Bernard had only managed to get this far because his flat was nearby. It would have been better to have dropped Ollie into the Thames, or gone to waste ground to burn him but Bernard knew he'd never get that far, not with Ollie the way he was.

"I'm begging you Bernard. For the sake of all we've been through together."

Somehow with his little trowel he managed to dig into the ground of an old grave and make a hole to put Ollie in. Then he took one last look at that grinning red-cheeked face, and then he put the lid on the box and began to cover it in dirt.

He thought it was all over but even with the earth still wet on his hands, before he'd reached home, Ollie was talking inside Bernard's head. Burying him hadn't worked.

"It's terrible here," Ollie said, "we all have to do exactly as we're told. 'Sit, Ollie. Stand up, Ollie.' Most of the time we all have to just lie still on the shelf where we've been put. No moving. No talking."

"Shut up, shut up," Bernard said, snarling under his breath even though there was no-one around.

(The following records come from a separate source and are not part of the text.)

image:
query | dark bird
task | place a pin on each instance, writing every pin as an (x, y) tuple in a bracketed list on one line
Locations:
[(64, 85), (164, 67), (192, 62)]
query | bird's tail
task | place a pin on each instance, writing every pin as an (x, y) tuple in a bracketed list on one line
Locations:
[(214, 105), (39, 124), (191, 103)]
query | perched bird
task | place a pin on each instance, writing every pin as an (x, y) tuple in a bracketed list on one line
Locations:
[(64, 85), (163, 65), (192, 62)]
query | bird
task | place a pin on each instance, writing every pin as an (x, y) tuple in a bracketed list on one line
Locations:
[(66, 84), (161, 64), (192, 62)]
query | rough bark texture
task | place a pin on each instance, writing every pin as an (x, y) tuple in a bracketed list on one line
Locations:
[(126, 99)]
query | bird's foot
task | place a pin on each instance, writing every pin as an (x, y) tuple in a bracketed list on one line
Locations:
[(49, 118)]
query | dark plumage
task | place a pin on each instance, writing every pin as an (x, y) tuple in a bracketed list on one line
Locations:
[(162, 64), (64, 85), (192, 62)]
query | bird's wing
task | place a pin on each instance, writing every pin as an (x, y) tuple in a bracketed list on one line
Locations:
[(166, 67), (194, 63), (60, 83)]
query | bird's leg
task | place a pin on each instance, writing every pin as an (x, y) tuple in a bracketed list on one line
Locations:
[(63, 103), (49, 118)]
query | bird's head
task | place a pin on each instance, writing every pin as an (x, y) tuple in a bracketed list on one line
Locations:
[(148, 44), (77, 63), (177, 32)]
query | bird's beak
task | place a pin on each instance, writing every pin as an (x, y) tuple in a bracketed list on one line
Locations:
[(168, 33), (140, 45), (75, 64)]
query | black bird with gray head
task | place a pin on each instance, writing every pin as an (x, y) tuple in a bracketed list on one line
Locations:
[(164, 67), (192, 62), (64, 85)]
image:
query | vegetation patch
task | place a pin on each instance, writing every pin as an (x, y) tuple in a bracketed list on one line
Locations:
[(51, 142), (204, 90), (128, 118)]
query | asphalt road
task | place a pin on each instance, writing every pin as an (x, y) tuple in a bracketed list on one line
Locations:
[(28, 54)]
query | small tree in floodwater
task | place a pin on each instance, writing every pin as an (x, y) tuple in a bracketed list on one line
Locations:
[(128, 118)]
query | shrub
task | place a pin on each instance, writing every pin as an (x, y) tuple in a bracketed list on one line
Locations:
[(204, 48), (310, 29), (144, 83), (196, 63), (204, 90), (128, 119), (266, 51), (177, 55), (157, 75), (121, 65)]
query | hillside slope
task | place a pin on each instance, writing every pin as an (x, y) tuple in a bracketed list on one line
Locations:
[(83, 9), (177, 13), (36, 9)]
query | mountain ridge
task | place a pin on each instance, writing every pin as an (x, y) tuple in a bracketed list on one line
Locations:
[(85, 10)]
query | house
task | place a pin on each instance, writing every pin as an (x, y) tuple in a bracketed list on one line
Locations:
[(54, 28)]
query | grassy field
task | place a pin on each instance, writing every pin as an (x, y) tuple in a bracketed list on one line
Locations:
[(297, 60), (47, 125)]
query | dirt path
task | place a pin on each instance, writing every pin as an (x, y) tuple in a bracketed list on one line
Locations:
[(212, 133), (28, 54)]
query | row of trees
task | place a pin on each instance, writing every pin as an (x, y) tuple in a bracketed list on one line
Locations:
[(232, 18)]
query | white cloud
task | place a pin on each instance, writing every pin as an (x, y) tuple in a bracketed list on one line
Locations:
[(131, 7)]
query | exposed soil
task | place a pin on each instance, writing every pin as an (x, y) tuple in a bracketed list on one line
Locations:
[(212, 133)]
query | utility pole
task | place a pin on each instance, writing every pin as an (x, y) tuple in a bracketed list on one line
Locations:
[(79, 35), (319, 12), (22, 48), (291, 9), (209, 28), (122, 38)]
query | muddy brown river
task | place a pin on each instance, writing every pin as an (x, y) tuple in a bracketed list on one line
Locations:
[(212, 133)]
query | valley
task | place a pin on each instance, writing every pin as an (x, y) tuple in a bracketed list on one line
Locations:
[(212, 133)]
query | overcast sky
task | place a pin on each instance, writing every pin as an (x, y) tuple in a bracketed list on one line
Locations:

"It's like a lumber room," Ollie went on, "a big work bench and shelves and cabinets with tools and spare parts. The man's here, he's reading from a book now. Great big hefty tome, all nonsense about clocks and gears."

"Shut up, Ollie," Bernard said, "I've buried you. You should be dead."

"And Bernard," Ollie said, ignoring Bernard's remark, "the worse thing is the ticking. The endless bloody ticking. Gets right on your nerves."

"Please," said Bernard, "leave me alone."

He had nearly reached his flat now, was fumbling for his keys.

"You have to come and get me, Bernard," Ollie said.

"Go away, you're dead."

"Then why can you hear my voice?"

"We both know why," Bernard said and he jiggled the key in the lock that opened onto the stairs up to his flat. It was a tiny attic above a notary's office. Bernard had lived there for years, inheriting the place. Ollie had liked it here, a little cubby hole in a part of the city that was almost empty by seven o'clock on weekdays and all day at weekends; Ollie didn't think much of other people.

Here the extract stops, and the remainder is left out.